European Union chief Ursula von der Leyen on Wednesday floated the idea of a “specialized court” to put Russia’s top officials on trial over the war in Ukraine.
“While continuing to support the International Criminal Court, we are proposing to set up a specialized court backed by the United Nations to investigate and prosecute Russia’s crime of aggression,” she said in a video statement.
Ukraine has long been pushing for such a specialized tribunal, with its president, Volodymyr Zelensky, saying Russia must be brought to justice for its “atrocities”.
But the initiative faces formidable legal and political obstacles.
The main obstacle Ukraine and its Western allies face is that the International Criminal Court (ICC) does not have jurisdiction over Russia’s “crimes of aggression” — its invasion and war in Ukraine — because Moscow is not a signatory to the court’s treaty.
That tribunal can therefore only judge specific cases of war crimes and crimes against humanity perpetrated in Ukraine, but even then Russian President Vladimir Putin and his prime minister and foreign minister enjoy immunity from prosecution while in office.

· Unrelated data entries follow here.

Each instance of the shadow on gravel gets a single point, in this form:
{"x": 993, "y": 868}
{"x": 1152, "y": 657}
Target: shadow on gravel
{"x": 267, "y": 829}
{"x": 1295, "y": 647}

The only way the ICC can be called in to judge Russia’s war is through a decision by the UN Security Council — something that Russia, with its permanent seat on the council, would veto.
To get around that, von der Leyen is proposing to have a court set up in an EU country that could tackle Russia specifically on the crime of aggression while leaving war crimes and crimes against humanity to the ICC.
The Netherlands, which already hosts the ICC in The Hague, has indicated its willingness to establish the mooted new court on its territory.
“It is our task, as the international community, to make sure that we do justice,” Dutch Foreign Minister Wopke Hoekstra said while attending a NATO meeting in Romania.